"Never try to teach a pig to sing ... it wastes your time and annoys the pig."I've also seen that quotation ascribed to Mark Twain, and I think it's likely that Heinlein got it from Twain; he often expressed his admiration for the old man, even made him a character in one of his early stories, though he preferred not to think too much about Twain's fierce anti-imperialism and anti-racism.
My voice teacher had this quote by Robert Heinlein on a sign in her studio.
I might have liked Heinlein's maxim when I was in high school, and a lot more unsure of myself and my place in the world. But now I think it's evil. Seriously. And why? Because not many people try to teach a pig to sing; the quotation is meant to apply to human beings, and it assumes that you know in advance who the pig is. I'd like to think this is too obvious to say, but in reality you don't know that. By the time someone has shown their inability or refusal to learn from you, you've already broken the maxim.
Surfing over the Internet, I've been surprised to see how many different ways this adage has been interpreted. Maybe I'm taking it too literally. In the HuffPost article above, I couldn't figure out why the author included it. To one writer it means that "there are times when you just can't reach certain people. You can shout 'til you're blue in the face, but that pig is never going to sing!" To one self-styled skeptic it means that there exists "a strange race of people who believe in angels but not in germs ... a carnival freak show of intellectual, rather than physical anomalies ... [who] almost destroyed my faith [!] in human reason. ... I tried to understand them, but I failed." Who is the "pig" in that example -- the incomprehensible people, or the one who failed to comprehend them? Several writers interpreted after the fact: the people you were trying to reach weren't interested in learning, ergo you were trying to teach a pig to sing. I suspect that most often it's an after-the-fact, ass-covering, sour-grapes excuse for one's own failure. As Xeroxlore in hierarchical organizations, it's popular among lower-level flacks who've been assigned jobs they want to claim were impossible to begin with; and often enough they may be right. But the maxim turned up, described as "silly" and "just for fun," on this page of inspirational Quotations About Teachers and Learning, which I find disturbing.

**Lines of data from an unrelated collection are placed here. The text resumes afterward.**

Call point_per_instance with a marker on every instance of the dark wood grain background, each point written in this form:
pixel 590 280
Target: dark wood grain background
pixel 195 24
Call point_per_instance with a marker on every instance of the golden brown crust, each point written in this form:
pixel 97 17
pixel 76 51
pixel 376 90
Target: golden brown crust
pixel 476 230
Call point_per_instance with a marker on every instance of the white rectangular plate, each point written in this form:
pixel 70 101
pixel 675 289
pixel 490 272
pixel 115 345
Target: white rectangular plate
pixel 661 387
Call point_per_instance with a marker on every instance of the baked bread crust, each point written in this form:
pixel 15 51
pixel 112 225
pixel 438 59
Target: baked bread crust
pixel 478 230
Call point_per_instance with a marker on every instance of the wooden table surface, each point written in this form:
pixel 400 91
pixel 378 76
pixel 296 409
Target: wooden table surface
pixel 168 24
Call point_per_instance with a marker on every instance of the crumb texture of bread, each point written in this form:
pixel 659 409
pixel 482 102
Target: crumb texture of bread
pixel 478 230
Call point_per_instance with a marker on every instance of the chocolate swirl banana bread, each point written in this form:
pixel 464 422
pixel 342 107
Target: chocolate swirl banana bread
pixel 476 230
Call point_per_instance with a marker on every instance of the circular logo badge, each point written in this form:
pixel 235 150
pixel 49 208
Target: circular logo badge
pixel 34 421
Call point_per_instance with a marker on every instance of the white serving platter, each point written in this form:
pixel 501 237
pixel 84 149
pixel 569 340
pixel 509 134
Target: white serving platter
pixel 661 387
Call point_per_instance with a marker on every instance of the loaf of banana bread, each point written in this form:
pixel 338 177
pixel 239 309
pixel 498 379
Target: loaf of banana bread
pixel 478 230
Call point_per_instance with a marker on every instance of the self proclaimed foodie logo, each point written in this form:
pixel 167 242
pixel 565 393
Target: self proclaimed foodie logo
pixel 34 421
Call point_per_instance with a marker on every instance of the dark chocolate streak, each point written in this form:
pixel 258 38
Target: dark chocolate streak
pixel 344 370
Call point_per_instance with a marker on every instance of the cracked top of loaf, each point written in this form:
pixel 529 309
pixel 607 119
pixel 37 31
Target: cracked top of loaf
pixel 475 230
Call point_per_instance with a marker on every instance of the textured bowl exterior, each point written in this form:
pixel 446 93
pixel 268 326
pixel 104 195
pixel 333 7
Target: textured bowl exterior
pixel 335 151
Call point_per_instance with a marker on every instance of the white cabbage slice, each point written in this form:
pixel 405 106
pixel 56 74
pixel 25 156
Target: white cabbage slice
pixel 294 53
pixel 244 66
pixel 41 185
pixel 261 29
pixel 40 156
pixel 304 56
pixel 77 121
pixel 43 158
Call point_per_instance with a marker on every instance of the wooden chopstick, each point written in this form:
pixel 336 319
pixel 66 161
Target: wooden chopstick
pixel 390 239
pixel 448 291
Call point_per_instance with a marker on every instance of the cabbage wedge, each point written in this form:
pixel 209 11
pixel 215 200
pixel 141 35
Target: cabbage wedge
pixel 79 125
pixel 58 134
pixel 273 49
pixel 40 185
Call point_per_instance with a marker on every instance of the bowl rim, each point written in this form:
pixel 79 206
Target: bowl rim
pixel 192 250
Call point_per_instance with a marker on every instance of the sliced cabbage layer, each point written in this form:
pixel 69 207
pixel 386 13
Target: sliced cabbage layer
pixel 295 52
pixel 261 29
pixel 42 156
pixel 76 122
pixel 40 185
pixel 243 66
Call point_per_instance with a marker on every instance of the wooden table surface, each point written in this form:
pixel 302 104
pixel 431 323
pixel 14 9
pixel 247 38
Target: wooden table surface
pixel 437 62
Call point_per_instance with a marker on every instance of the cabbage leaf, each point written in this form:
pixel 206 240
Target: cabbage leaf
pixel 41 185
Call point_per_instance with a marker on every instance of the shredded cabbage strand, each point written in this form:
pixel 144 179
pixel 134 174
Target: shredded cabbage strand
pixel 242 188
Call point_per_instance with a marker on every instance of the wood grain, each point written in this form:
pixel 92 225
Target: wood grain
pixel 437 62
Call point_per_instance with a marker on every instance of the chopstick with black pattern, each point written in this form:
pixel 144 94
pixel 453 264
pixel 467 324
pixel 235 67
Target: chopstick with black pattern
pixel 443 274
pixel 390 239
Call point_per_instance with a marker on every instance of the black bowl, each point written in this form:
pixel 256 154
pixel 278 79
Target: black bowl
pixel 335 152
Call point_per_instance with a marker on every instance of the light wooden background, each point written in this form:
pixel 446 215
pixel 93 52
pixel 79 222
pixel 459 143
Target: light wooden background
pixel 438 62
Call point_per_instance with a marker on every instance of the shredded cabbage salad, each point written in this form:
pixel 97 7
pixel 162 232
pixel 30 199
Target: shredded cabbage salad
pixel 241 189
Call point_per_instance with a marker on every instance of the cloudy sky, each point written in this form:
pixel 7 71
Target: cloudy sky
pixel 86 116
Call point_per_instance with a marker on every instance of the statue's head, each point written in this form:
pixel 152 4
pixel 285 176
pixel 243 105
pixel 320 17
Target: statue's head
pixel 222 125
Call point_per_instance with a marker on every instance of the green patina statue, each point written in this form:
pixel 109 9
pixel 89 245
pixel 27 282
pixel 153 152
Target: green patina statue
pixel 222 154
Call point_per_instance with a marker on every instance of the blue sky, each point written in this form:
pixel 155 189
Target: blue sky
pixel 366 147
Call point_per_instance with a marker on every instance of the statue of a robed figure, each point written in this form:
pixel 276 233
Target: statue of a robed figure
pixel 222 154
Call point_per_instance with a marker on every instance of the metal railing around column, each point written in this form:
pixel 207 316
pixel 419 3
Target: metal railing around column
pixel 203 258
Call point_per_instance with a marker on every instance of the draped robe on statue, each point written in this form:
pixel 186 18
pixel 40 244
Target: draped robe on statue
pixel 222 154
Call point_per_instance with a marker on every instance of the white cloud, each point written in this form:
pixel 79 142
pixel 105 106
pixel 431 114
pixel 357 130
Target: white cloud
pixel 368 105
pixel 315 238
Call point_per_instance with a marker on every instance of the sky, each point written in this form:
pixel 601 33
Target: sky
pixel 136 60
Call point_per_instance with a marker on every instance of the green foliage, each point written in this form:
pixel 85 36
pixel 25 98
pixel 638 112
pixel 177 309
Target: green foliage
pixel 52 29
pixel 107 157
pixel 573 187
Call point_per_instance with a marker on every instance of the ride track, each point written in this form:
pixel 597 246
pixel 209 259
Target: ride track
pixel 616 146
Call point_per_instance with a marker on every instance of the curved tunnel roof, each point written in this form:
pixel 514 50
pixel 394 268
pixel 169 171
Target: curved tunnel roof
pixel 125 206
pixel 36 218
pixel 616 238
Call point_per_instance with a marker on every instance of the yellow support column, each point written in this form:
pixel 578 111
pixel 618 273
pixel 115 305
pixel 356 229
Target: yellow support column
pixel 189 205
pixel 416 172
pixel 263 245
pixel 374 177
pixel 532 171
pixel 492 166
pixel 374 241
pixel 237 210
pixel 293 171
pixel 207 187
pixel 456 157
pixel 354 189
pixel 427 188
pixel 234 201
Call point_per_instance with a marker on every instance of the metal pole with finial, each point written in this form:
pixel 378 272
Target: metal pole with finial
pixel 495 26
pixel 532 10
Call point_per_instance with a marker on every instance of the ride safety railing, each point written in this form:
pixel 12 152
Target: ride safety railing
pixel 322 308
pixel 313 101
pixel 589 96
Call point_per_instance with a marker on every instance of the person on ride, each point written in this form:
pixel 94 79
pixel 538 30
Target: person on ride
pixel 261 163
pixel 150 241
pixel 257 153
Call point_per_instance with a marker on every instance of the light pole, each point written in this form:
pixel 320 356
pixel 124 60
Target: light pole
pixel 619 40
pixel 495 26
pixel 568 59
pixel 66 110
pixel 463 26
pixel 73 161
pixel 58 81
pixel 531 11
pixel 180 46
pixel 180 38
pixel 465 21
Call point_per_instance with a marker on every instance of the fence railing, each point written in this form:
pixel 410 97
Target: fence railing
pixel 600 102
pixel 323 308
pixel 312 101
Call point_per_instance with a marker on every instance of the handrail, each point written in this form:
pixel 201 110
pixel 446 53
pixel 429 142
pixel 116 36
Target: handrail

Herbert Kohl, the teacher and writer, once wrote an article called "I Won't Learn from You: Thoughts on the Role of Assent in Learning", about some reasons why some people refuse to learn things that someone else things they have to learn. In many cases that might be reason enough right there: someone is trying to impose his or her will on you, without regard for your interests or even your needs. Kohl believed "that such not-learning is often and disastrously mistaken for failure to learn or the inability to learn." Rather than engage other people's wishes, interests, and needs, how comforting to dismiss them as mere pigs who shouldn't have been allowed into your classroom in the first place.